Successful durable repair of severe degenerative mitral regurgitation with low operative mortality encourages intervention in asymptomatic patients rather than "watchful waiting." Our objectives were to assess trends in patient characteristics, timing of intervention, and evolving surgical techniques at a high-volume center, and determine effects of these changes on outcomes after mitral valve (MV) repair over a 25-year period. From January 1, 1985, to January 1, 2011, 5,902 patients underwent isolated repair (with or without tricuspid repair for functional regurgitation) for degenerative MV disease at Cleveland Clinic. For illustration, the experience is presented in 3 eras: 1985 to 1997 (era 1, n= 1,184), 1997 to 2005 (era 2, n= 2,400), and 2005 to 2011 (era 3, n= 2,318). In era 3, more patients were asymptomatic onpresentation (44% in New York Heart Association [NYHA] class I vs 25% in era 1), with less heart failure (11% vs 29%) and atrial fibrillation (9.9% vs 23%).
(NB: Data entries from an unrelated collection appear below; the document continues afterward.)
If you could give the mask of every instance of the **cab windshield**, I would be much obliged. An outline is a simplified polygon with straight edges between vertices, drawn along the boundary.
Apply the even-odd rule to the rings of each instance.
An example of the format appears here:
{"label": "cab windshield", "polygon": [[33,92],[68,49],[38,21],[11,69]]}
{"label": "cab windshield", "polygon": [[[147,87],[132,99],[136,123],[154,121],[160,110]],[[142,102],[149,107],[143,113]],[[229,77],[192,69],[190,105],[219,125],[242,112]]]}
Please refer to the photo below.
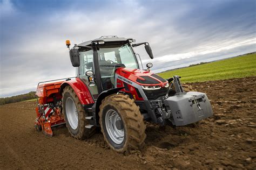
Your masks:
{"label": "cab windshield", "polygon": [[[117,68],[124,67],[139,69],[136,56],[129,44],[99,45],[97,46],[97,53],[103,90],[114,87],[114,72]],[[93,50],[81,49],[79,55],[79,77],[86,81],[86,71],[94,71]]]}
{"label": "cab windshield", "polygon": [[114,87],[114,72],[118,67],[139,68],[135,55],[128,44],[99,46],[98,56],[103,90]]}

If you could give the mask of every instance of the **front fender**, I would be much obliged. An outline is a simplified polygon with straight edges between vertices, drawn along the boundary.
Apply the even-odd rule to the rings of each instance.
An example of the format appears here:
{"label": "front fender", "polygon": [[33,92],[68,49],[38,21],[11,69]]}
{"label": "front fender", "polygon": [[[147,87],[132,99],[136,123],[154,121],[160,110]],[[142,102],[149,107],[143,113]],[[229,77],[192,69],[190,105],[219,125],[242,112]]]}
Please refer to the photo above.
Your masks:
{"label": "front fender", "polygon": [[76,77],[75,79],[71,79],[63,82],[60,85],[60,94],[62,94],[64,89],[68,86],[70,86],[74,90],[82,105],[87,105],[95,103],[89,89],[79,78]]}

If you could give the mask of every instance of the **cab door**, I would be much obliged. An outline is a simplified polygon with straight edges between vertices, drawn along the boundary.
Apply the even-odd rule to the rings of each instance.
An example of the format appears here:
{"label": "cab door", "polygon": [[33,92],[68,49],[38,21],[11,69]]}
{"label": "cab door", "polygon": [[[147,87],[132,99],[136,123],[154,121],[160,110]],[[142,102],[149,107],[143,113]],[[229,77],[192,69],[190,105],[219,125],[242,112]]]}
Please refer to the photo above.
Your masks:
{"label": "cab door", "polygon": [[78,75],[80,79],[86,84],[94,99],[97,99],[99,95],[97,85],[89,86],[88,77],[85,73],[89,70],[95,72],[93,64],[93,56],[92,49],[85,49],[79,52],[80,66],[79,67]]}

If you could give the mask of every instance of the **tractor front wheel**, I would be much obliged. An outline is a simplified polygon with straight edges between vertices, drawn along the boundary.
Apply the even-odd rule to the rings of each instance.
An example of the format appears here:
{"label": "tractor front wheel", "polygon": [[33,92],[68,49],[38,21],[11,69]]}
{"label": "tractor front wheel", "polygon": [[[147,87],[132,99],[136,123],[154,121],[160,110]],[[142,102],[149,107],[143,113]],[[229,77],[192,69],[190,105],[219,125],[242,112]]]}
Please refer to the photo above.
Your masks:
{"label": "tractor front wheel", "polygon": [[128,95],[112,95],[100,106],[99,123],[110,147],[124,152],[140,149],[146,138],[146,125],[139,109]]}
{"label": "tractor front wheel", "polygon": [[70,87],[66,87],[62,93],[62,107],[66,125],[72,137],[78,139],[87,138],[95,131],[95,127],[90,129],[85,126],[89,124],[85,119],[87,116],[83,105],[74,90]]}

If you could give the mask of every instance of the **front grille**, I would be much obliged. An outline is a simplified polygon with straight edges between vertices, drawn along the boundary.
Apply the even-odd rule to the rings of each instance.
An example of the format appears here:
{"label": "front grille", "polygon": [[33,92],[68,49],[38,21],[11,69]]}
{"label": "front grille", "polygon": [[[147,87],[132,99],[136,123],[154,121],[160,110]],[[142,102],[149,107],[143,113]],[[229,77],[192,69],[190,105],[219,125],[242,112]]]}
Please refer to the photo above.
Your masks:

Full sternotomy decreased from era 1 (n= 1,100/93%) to era 2 (n= 602/25%) (era 3, n= 717/31%), and robotic surgery emerged (n= 577/25%) in era 3. Median length of stay shortened (era 1= 7 days, era 2= 5.9 days, era 3= 5.2 days, p < 0.0001), and in-hospital mortality remained low (era 1= 5/0.42%, era 2= 5/0.21%, era 3= 1/0.043%); 0.73% overall required reoperation on the repaired valve before discharge, and 97% had 0 to 1+ regurgitation at discharge. Treatment trends over 25 years reveal that rather than watchful waiting, a more aggressive approach to degenerative MV disease, with earlier intervention for severe regurgitation in asymptomatic patients and less invasive operative techniques, is successful, safe, and effective.